Kaufmannn a eu le mérite de prendre au sérieux un événement que son caractère ponctuel dans une société dite libérée tendrait à banaliser. Mais il n’a pas interrogé ce bel « objet » sociologique qui était le sien à la hauteur de l’événement qui s’y vit. Comment, d’ailleurs, s’en étonner ?, puisque son approche est sociologique et non pas éthique. Le corps exprime et effectue non pas seulement l’âme, mais toute la personne ; or, l’union des corps est la plus intime qui puisse être vécue ; en sa radicalité, elle scelle donc la communion la plus totale des personnes. L’évolution sociale a fait de cet acte qui était le premier du mariage et donc le dernier de l’engagement (au sens où les Anglais appellent fiançailles « engagement »), un acte sinon premier, du moins très précoce et précédant le consentement des libertés à une communion durable des personnes. La métamorphose des mœurs décrite par la sociologie peut banaliser ce passage à l’acte, elle ne peut pas lui ôter la profondeur de sa signification. Un sociologue aura-t-il l’audace d’enquêter sur le bouleversement introduit par cette pratique qui bouleverse l’éthique autant que l’anthropologie, individuelle autant que sociale.

Pascal Ide

[1] Jean-Claude Kaufmann, Premier matin. Comment naît une histoire d’amour, coll. « Individu et société », Paris, Armand Colin, 2002, p. 5.

[2] Cf. Jean-Claude Kaufmann, Sociologie du couple, Paris, p.u.f., 1993.

[3] Cf. Jean-Claude Kaufmann, La trame conjugale. Analyse du couple par son linge, Paris, Nathan, 1992.

[4] Cf. Jean-Claude Kaufmann, Le cœur à l’ouvrage. Théorie de l’action ménagère, Paris, Nathan, 1997.

[5] Cf. Jean-Claude Kaufmann, Agacements. Les petites guerres du couple, Paris, Armand Colin, 2007.

[6] Cf. Jean-Claude Kaufmann, Sex@mour, Paris, Armand Colin, 2010.
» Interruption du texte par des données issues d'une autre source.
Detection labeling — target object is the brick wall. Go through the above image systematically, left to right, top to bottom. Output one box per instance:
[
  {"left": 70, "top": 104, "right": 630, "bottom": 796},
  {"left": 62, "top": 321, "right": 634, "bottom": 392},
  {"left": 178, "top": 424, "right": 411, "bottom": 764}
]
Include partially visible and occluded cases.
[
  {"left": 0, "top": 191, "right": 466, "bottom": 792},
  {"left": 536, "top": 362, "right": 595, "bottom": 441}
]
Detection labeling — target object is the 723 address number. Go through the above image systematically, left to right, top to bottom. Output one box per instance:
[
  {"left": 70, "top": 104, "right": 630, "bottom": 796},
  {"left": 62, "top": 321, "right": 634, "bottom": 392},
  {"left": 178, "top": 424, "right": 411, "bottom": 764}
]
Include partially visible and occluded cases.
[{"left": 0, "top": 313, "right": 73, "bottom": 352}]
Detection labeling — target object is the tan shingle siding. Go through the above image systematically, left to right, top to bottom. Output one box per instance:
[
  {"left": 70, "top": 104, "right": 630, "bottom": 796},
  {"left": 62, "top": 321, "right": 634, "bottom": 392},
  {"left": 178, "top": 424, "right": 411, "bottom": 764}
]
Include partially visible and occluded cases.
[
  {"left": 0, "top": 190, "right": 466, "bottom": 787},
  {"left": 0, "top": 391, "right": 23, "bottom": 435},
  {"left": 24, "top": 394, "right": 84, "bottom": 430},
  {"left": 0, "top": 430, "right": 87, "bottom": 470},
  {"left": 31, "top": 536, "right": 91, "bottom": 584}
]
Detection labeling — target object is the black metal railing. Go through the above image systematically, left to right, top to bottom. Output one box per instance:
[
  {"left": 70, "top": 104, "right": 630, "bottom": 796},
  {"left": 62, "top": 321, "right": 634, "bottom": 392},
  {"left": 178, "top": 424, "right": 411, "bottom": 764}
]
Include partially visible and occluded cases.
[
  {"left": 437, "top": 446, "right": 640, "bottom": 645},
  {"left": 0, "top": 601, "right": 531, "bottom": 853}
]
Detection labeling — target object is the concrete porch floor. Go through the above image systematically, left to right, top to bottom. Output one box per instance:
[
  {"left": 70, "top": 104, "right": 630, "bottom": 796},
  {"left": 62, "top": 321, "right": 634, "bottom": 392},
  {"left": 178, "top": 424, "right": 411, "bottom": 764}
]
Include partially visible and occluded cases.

[7] Cf. Jean-Claude Kaufmann, « Les enjeux relationnels du petit-déjeuner : cadrage socio-historique », Cahiers de nutrition et diététique, 47 (2012) n° 1, p. 547-552.

[8] Cf. Jean-Claude Kaufmann, Un lit pour deux, Paris, Jean-Claude Lattès, 2015.

[9] Jean-Claude Kaufmann, Pas envie ce soir. Le consentement dans le couple, Paris, Les Liens qui Libèrent, 2020.

[10] Un autre ouvrage, fameux, fut écrit sur ce thème par le sociologie italien Francesco Alberoni, Le choc amoureux. Recherches sur l’état naissant de l’amour, trad. Jacqueline Raoul-Duval, Paris, Ramsay, 1981.

[11] Cf Jean-Claude Kaufmann, Premier matin. Comment naît une histoire d’amour, coll. « Individu et société », Paris, Armand Colin, 2002.

[12] Lucien Jerphagnon, De la banalité. Essai sur l’ipséité et sa durée vécue : durée personnelle et co-durée, coll. « Problèmes et controverses », Paris, Vrin, 1965, p. 11.

[13] Peter Berger et Thomas Luckmann, La construction sociale de la réalité, Paris, Méridiens-Klincksieck, 1986, rééd. Paris, Masson /Armand Colin, 1996.

[14] Cf. Peter Berger et Handfried Kellner, « Le mariage et la construction de la réalité », Dialogue, 102 (1988), p. 6-23.